サックスの王者はやはりテーナーサックスだろう。テナーの魅力がジャズの王道のような気がする。
ジャズを聴き始めた時、ディキシーからジャズに入門した自分にとってサックスは少し遠い存在だった。ロリンズやコルトレーンのサックスを聴き、これがモダンジャズなのかと思ったのを覚えている。そして、スタンゲッツのテナーを聴き、同じサックスでもここまで音が違うのかとJAZZの奥深さを感じ、ある意味感心もした。

このジャズのテナーの系譜を辿ると、そのひとつがレスターヤングにたどり着く。
いわゆるCOOL SOUNDの良くうたうテナーの原点だ。
50年代、レスター派ともいえるテナー奏者が数多くレスターのプレーを引き継いだが、その中の一人がRichie Kamucaだ。
西海岸でも活動が長かったので50年代はいわゆるWEST COAST派と共演、そしてケントンやハーマンに加わっての演奏が多い。

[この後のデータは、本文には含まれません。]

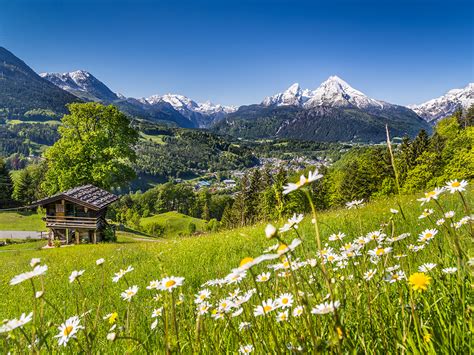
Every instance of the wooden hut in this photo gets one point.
(77, 214)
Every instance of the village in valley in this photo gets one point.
(320, 203)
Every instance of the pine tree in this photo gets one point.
(227, 220)
(24, 189)
(6, 186)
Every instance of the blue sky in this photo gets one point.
(238, 51)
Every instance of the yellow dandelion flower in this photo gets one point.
(419, 281)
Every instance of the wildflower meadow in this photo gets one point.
(391, 276)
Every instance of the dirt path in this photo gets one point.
(22, 235)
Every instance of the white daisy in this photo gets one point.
(337, 236)
(426, 212)
(68, 330)
(396, 276)
(157, 312)
(440, 222)
(129, 293)
(121, 273)
(455, 185)
(298, 311)
(326, 307)
(202, 295)
(203, 308)
(244, 326)
(426, 267)
(354, 204)
(427, 235)
(246, 349)
(369, 274)
(263, 277)
(75, 275)
(99, 261)
(266, 307)
(449, 270)
(154, 284)
(16, 323)
(34, 262)
(449, 214)
(285, 300)
(170, 283)
(282, 316)
(37, 271)
(270, 231)
(379, 251)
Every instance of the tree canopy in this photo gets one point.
(96, 146)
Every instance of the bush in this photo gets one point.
(109, 234)
(155, 229)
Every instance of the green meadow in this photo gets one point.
(381, 314)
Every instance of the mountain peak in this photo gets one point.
(445, 105)
(82, 84)
(333, 92)
(293, 89)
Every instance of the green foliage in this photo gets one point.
(183, 153)
(376, 316)
(171, 224)
(6, 185)
(318, 124)
(96, 147)
(21, 221)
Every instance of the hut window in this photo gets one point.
(59, 208)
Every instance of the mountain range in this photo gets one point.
(174, 108)
(332, 111)
(443, 106)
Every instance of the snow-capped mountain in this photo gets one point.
(177, 108)
(82, 84)
(334, 92)
(443, 106)
(293, 96)
(202, 113)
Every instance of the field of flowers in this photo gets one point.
(391, 276)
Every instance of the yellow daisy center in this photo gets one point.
(68, 330)
(170, 283)
(419, 281)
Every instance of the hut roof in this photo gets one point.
(87, 195)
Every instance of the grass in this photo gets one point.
(175, 224)
(21, 221)
(375, 316)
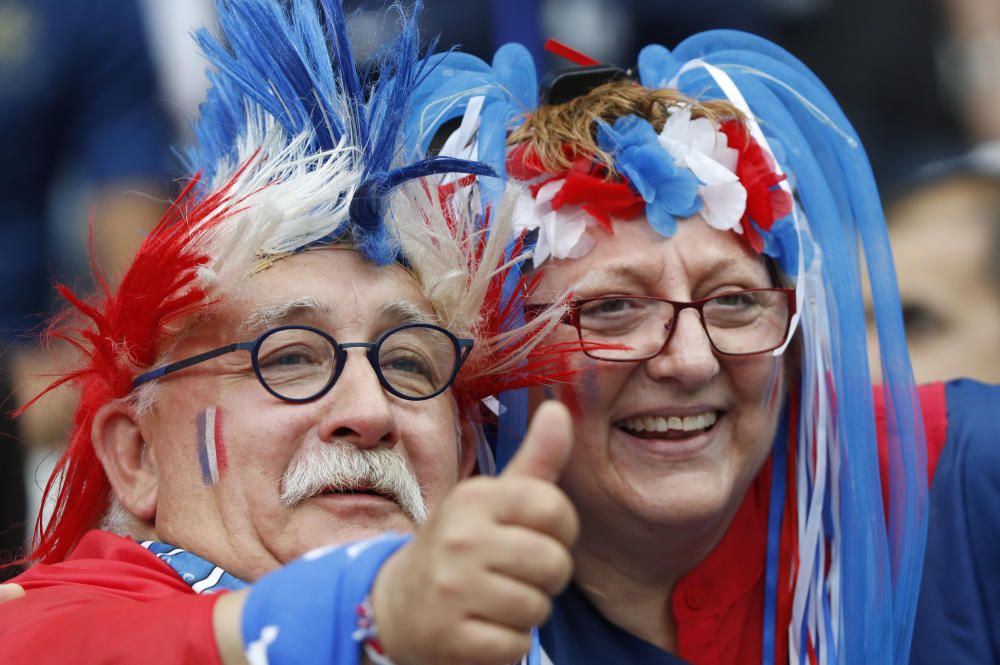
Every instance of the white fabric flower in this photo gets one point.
(562, 233)
(699, 146)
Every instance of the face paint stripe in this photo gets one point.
(213, 465)
(220, 446)
(774, 384)
(206, 474)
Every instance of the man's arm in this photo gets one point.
(468, 588)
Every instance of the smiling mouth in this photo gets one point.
(357, 491)
(672, 427)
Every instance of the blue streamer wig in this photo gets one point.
(855, 589)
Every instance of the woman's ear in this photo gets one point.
(128, 462)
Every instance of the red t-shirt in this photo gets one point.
(718, 607)
(109, 602)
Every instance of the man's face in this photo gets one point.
(623, 473)
(222, 444)
(940, 240)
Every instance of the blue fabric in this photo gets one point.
(306, 612)
(201, 575)
(958, 616)
(577, 634)
(77, 86)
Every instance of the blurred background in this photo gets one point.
(94, 94)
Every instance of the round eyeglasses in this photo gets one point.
(737, 323)
(415, 361)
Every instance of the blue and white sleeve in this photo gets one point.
(306, 613)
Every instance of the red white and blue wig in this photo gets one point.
(294, 150)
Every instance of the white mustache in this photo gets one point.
(343, 466)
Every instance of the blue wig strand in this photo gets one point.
(863, 609)
(293, 62)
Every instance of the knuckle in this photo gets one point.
(459, 538)
(536, 609)
(446, 583)
(550, 506)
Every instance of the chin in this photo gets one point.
(682, 501)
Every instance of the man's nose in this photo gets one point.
(687, 357)
(357, 409)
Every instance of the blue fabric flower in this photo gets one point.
(669, 192)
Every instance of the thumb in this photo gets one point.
(547, 445)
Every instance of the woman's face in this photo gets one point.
(687, 476)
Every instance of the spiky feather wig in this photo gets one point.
(293, 151)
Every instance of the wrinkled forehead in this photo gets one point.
(333, 289)
(636, 256)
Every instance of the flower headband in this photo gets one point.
(693, 166)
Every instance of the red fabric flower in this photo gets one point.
(756, 172)
(585, 185)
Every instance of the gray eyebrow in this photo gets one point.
(274, 314)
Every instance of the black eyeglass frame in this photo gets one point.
(463, 347)
(572, 317)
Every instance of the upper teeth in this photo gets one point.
(661, 424)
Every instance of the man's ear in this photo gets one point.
(129, 463)
(467, 452)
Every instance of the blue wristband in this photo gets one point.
(305, 613)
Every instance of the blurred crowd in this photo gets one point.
(93, 95)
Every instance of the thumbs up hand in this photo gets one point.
(480, 573)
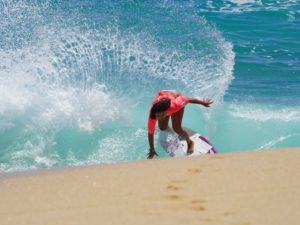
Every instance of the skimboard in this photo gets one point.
(175, 145)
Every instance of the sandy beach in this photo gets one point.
(255, 187)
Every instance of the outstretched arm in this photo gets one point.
(205, 102)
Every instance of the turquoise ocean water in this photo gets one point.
(77, 77)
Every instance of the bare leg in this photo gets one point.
(163, 124)
(176, 123)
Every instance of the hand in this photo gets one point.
(151, 154)
(207, 102)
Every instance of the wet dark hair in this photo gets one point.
(160, 106)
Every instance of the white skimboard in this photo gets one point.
(175, 145)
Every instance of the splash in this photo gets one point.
(65, 76)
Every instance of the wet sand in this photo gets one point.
(255, 187)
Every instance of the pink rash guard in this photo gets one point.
(177, 103)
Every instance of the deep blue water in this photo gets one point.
(77, 77)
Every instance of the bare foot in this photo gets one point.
(190, 147)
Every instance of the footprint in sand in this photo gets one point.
(173, 187)
(174, 197)
(197, 205)
(194, 170)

60年代にNew Yorkに出たのは、メルルイスと同じような経歴の持ち主だ。
そして、70年になると他の多くのミュージシャン同様L.A.に戻り、スタジオワークと地元での活動に転じた。あまり目立つ存在ではないが好きなタイプのテナーだ。

ConcordでもBILL BERRYのオーケストラRay Brownのアルバムなどに参加していた。
そのKamucaが1977年に癌の病に倒れる。死の直前に、最後の演奏をJeffersonに託し、Concordに何枚かのアルバムを残した。その一枚がこのアルバムである。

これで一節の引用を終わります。